Function selection can be applied to dummy variables

What is the best 2-class classifier for your application? [closed]

Closed . This question is based on opinion. No responses are currently accepted.

Would you like to improve this question? Update the question so it can be answered with facts and quotes by editing this post.

Closed 3 years ago.


  • One classifier per answer
  • Vote if you agree
  • Reject / remove duplicates.
  • Enter your application in the comment


Random forest

  • easily captures complicated structure / nonlinear relationship
  • invariable to the scale of the variables
  • No dummy variables need to be created for categorical predictors
  • Not much variable selection is required
  • relatively difficult to cover

Logistic regression:

  • Fast and powerful on most data sets
  • Almost no parameters to match
  • processes both discrete / continuous functions
  • The model is easy to interpret
  • (Not really limited to binary classifications)

Regularized discriminant for monitored problems with noisy data

  1. Computationally efficient
  2. Robust against noise and outliers in data
  3. Both linear discriminant (LD) and quadratic discriminant (QD) classifiers can be obtained from the same implementation by changing the regularization parameters' [lambda, r] 'to' [1 0] 'for LD classifiers and' [0 0] 'Can be set for QD classifier - very useful for reference purposes.
  4. Model is easy to interpret and export
  5. Works well for sparse and 'wide' data sets where the class covariance matrices may not be well defined.
  6. An estimate of the rear class probability can be estimated for each sample by applying the softmax function to the discriminant values ​​for each class.

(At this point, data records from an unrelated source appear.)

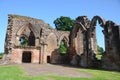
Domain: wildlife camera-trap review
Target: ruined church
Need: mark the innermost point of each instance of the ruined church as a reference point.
(43, 42)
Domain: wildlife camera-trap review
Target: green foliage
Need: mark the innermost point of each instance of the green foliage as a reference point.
(23, 41)
(100, 50)
(1, 55)
(63, 48)
(17, 73)
(64, 23)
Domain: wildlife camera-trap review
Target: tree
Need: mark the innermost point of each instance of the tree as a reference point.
(63, 48)
(100, 50)
(64, 23)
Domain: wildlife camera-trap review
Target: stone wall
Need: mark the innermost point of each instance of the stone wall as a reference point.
(83, 43)
(42, 39)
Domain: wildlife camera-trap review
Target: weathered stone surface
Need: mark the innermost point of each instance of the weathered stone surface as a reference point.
(83, 43)
(42, 40)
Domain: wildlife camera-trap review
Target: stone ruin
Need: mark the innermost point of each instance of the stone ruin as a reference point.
(83, 43)
(44, 41)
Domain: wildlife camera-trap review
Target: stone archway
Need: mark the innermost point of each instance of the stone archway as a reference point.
(51, 48)
(26, 57)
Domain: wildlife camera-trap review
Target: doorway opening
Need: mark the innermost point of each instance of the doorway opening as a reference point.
(26, 57)
(100, 41)
(48, 59)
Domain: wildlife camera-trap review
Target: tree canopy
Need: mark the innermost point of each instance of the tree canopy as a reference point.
(64, 23)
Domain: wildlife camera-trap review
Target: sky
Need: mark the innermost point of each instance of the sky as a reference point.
(49, 10)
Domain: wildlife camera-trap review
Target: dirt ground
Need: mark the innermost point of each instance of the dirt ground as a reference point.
(60, 70)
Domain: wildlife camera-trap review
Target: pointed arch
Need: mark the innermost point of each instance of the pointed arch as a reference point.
(100, 20)
(65, 38)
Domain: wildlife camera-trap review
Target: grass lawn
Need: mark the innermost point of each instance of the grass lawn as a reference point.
(16, 73)
(1, 55)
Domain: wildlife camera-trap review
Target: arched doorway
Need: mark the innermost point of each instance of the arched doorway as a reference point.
(26, 57)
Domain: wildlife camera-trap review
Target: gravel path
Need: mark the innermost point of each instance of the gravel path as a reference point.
(61, 70)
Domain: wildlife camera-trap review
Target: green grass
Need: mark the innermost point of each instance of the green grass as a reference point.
(16, 73)
(99, 56)
(1, 55)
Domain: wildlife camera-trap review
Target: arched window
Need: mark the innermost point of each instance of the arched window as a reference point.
(23, 41)
(63, 47)
(31, 39)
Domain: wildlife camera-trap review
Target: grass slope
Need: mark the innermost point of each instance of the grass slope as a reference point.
(16, 73)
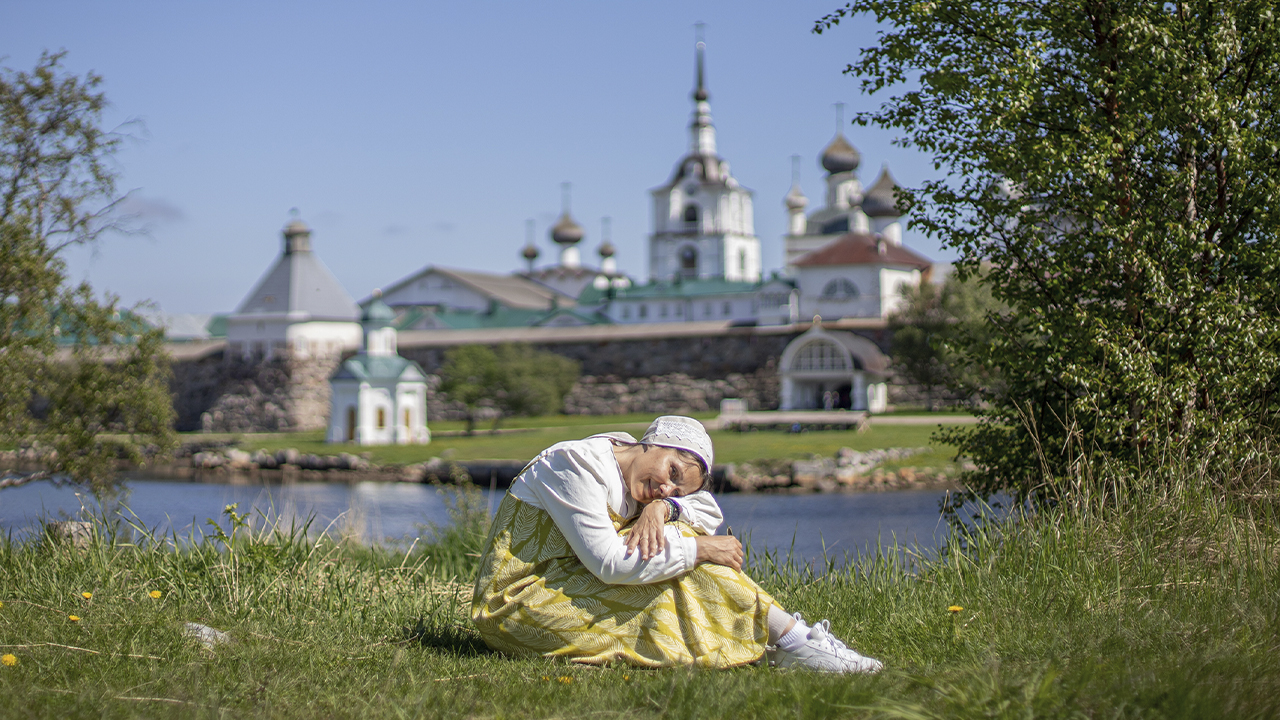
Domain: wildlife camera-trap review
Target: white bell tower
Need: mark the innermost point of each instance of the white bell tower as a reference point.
(703, 219)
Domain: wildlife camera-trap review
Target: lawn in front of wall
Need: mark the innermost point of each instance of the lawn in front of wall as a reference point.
(539, 433)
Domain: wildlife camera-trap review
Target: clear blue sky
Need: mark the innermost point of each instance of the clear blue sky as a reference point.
(412, 133)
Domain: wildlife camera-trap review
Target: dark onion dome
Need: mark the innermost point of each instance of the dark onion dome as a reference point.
(378, 311)
(840, 156)
(882, 200)
(566, 231)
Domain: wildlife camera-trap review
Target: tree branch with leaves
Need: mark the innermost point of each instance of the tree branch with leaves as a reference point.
(81, 379)
(1112, 165)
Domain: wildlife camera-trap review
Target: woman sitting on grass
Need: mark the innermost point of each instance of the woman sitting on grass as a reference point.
(593, 557)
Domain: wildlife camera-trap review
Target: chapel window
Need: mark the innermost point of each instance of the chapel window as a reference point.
(821, 355)
(689, 260)
(840, 288)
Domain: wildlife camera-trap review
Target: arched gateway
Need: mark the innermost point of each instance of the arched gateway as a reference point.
(833, 370)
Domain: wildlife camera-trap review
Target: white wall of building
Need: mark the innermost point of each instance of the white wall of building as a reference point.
(269, 336)
(391, 413)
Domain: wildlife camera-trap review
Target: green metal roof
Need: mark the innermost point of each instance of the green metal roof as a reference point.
(585, 318)
(670, 291)
(378, 368)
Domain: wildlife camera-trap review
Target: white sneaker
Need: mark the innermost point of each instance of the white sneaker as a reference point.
(824, 654)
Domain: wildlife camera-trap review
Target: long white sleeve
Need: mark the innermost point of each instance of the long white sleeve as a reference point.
(572, 482)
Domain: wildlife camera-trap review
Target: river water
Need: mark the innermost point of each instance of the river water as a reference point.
(807, 527)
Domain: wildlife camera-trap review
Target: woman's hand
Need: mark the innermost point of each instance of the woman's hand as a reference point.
(647, 533)
(721, 550)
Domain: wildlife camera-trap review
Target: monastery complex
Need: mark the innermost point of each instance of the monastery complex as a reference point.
(844, 263)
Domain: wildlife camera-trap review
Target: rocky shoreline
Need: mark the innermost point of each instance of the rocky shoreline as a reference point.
(849, 470)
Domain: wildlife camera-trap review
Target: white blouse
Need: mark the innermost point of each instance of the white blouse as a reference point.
(579, 482)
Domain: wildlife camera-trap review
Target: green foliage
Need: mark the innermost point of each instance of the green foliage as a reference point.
(1114, 168)
(932, 329)
(515, 379)
(78, 378)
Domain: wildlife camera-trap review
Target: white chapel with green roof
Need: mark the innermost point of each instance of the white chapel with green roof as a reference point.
(378, 397)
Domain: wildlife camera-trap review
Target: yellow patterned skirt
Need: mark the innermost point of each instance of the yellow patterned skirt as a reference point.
(535, 597)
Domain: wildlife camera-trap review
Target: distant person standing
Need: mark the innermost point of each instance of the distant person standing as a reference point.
(603, 551)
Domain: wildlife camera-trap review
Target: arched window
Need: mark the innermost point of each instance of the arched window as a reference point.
(689, 260)
(821, 355)
(837, 226)
(840, 288)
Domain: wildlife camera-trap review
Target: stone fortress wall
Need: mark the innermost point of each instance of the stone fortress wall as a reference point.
(679, 370)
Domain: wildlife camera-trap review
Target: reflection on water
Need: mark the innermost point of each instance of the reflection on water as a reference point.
(807, 525)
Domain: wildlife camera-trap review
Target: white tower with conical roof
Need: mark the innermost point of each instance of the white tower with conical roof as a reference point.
(703, 219)
(296, 309)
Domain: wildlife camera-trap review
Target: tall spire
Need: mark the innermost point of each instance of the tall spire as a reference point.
(700, 89)
(840, 156)
(702, 131)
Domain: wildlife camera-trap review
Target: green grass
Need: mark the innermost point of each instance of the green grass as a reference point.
(1164, 607)
(730, 446)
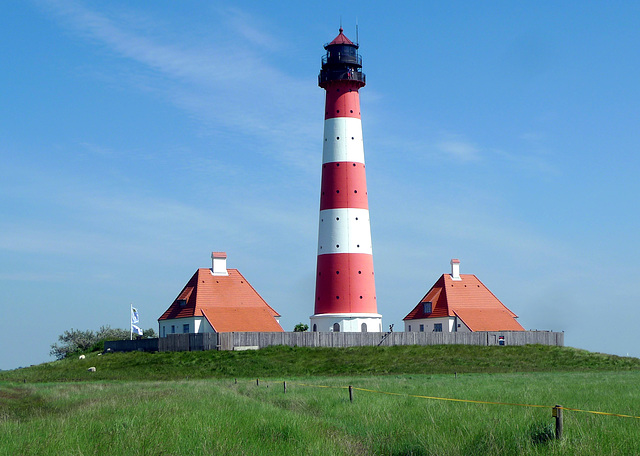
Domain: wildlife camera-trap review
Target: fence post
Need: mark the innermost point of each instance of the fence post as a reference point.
(557, 413)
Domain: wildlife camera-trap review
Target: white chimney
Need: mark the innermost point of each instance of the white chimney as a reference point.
(219, 263)
(455, 269)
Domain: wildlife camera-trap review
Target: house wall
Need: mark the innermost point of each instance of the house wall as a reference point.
(449, 324)
(197, 325)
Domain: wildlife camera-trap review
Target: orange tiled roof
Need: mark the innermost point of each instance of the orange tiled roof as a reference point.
(230, 303)
(468, 299)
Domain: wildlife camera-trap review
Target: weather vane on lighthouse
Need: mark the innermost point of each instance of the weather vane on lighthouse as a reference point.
(345, 298)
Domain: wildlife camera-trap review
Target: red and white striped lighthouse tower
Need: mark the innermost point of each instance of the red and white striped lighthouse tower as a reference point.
(345, 297)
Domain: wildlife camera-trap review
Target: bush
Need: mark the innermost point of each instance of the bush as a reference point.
(74, 341)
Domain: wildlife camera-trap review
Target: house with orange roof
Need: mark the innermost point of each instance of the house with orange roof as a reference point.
(218, 300)
(460, 302)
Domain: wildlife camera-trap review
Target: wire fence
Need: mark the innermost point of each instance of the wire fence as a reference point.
(557, 410)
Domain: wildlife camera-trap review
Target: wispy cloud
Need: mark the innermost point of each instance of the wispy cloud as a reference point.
(240, 90)
(459, 150)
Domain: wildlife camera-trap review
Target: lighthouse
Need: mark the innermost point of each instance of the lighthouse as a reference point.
(345, 298)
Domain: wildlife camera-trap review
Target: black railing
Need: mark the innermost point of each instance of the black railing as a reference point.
(340, 75)
(342, 58)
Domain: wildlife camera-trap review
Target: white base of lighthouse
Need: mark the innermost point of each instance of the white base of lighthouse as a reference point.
(351, 322)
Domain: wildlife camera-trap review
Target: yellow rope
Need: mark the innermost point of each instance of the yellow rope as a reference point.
(465, 400)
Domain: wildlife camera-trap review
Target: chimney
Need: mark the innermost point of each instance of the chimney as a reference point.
(455, 269)
(219, 263)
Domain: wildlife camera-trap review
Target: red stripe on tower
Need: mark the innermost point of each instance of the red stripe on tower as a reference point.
(345, 297)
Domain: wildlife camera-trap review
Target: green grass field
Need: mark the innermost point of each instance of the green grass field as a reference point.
(151, 408)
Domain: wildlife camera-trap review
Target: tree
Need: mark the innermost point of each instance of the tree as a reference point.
(300, 327)
(75, 341)
(72, 341)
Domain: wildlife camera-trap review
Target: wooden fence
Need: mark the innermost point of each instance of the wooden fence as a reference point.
(254, 340)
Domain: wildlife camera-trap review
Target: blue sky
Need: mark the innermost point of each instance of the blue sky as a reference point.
(136, 138)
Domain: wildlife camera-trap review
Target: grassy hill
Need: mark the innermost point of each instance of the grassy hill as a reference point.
(189, 403)
(281, 362)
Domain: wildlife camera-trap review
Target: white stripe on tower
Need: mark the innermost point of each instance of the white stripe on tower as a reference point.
(345, 284)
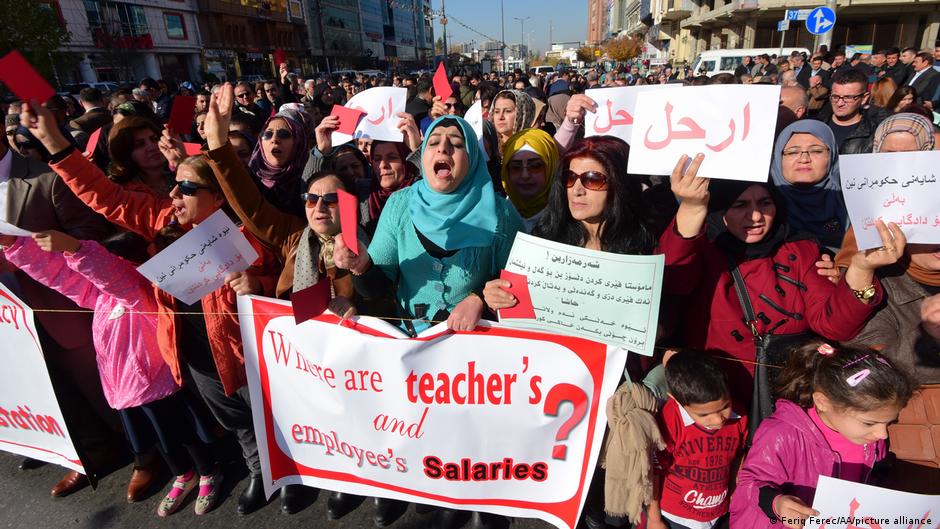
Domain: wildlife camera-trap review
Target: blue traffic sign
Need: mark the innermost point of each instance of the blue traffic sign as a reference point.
(820, 20)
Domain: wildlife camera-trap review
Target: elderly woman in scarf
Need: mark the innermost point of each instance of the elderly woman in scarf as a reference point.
(530, 161)
(805, 171)
(278, 161)
(907, 326)
(511, 112)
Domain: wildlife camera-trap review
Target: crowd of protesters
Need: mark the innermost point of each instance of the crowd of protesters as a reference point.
(148, 375)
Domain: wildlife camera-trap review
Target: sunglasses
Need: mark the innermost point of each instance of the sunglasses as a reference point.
(312, 199)
(189, 188)
(591, 180)
(282, 134)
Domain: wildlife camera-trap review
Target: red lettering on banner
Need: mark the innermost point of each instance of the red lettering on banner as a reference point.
(467, 470)
(464, 388)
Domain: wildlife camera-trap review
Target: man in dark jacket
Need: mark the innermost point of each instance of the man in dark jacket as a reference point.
(852, 126)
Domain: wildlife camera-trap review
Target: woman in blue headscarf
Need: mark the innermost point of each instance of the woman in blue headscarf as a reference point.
(441, 239)
(805, 171)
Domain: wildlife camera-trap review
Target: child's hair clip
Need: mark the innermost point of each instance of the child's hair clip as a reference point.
(857, 378)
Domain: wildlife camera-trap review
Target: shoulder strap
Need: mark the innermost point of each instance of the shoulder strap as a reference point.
(741, 289)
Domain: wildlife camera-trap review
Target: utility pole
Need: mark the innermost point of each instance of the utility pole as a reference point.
(502, 21)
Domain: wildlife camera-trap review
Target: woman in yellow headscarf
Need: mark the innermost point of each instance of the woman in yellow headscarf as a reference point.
(530, 162)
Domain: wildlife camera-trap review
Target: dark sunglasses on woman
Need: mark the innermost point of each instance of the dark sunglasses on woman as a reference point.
(331, 199)
(282, 134)
(189, 188)
(591, 180)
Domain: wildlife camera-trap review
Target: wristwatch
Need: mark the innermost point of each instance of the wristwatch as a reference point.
(866, 293)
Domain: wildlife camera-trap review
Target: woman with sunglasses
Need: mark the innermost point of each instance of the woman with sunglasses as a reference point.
(304, 246)
(530, 161)
(278, 161)
(437, 242)
(204, 343)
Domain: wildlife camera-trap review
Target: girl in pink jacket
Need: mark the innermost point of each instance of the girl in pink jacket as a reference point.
(136, 380)
(831, 420)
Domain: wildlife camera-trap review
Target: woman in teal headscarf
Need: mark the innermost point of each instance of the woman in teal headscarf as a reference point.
(440, 240)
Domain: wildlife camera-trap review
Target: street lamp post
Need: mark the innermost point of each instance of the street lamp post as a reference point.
(522, 35)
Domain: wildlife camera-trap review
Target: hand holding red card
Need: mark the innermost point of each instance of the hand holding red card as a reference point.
(23, 80)
(442, 87)
(519, 287)
(348, 118)
(311, 301)
(348, 206)
(181, 115)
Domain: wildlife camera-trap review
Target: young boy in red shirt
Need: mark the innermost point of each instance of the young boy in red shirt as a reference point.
(704, 439)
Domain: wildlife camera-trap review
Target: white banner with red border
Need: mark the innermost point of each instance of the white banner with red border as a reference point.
(31, 423)
(498, 420)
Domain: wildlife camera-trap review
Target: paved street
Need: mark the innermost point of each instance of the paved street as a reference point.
(25, 504)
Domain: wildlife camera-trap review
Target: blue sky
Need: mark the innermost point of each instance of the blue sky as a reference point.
(569, 18)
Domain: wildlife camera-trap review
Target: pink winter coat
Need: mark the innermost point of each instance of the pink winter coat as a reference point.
(130, 365)
(788, 456)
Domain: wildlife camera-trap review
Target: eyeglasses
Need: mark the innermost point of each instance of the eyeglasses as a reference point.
(591, 180)
(282, 134)
(533, 165)
(330, 199)
(846, 99)
(812, 152)
(189, 188)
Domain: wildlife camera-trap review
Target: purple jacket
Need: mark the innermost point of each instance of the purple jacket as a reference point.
(130, 365)
(789, 454)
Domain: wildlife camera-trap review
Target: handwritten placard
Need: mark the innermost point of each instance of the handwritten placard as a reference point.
(849, 505)
(381, 106)
(899, 187)
(732, 125)
(615, 110)
(607, 297)
(198, 262)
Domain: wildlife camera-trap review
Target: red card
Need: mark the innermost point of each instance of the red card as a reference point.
(192, 149)
(181, 115)
(311, 301)
(348, 118)
(92, 142)
(23, 80)
(520, 289)
(348, 207)
(441, 84)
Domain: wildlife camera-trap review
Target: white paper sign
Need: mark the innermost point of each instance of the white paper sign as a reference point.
(616, 108)
(732, 125)
(8, 229)
(899, 187)
(849, 505)
(382, 104)
(198, 262)
(607, 297)
(31, 423)
(474, 116)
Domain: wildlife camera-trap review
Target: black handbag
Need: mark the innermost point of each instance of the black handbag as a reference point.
(771, 354)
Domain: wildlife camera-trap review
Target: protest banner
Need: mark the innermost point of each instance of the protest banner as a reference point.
(899, 187)
(381, 104)
(611, 298)
(616, 108)
(849, 505)
(198, 262)
(31, 423)
(732, 125)
(497, 420)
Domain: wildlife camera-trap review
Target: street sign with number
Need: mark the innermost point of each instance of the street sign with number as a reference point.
(821, 20)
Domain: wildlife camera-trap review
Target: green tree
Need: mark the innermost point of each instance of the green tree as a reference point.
(33, 28)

Link to the original work by Friedman et al . From 1989 here. There are also very good explanations by Kuncheva in her book "Combining Pattern Classifiers".

Gradient trees.

  • At least as accurate as HF in many applications
  • Seamlessly includes missing values
  • Var importance
  • Partial dependency diagrams
  • GBM versus randomForest in R: handles MUCH larger data sets

Gaussian Process Classifier - It gives probabilistic predictions (useful when the frequency of your operational relative classes is different from that in your training set, or when the false-positive / false-negative costs are unknown or variable). It also provides an estimate of the uncertainty in model predictions due to the uncertainty in "estimating the model" from a finite data set. The co-variance function corresponds to the kernel function in an SVM and can therefore also be applied directly to non-vectorial data (e.g. character strings or diagrams, etc.). The math framework is neat too (but don't use the Laplace approximation). Automated model selection by maximizing the marginal probability.

Essentially combines good properties of logistic regression and SVM.

L1-regulated logistic regression.

  • It's computationally fast.
  • It has an intuitive interpretation.
  • There is only one easy-to-understand hyperparameter that can be automatically adjusted through cross-validation, which is often a good way to go.
  • The coefficients are piecewise linear and their relationship to the hyperparameter is immediately and easily visible in a simple diagram.
  • This is one of the less dubious methods of variable selection.
  • It has a really cool name too.

We use cookies and other tracking technologies to improve your browsing experience on our website, to show you personalized content and targeted ads, to analyze our website traffic, and to understand where our visitors are coming from.

By continuing, you consent to our use of cookies and other tracking technologies and affirm you're at least 16 years old or have consent from a parent or guardian.

You can read details in our Cookie policy and Privacy policy.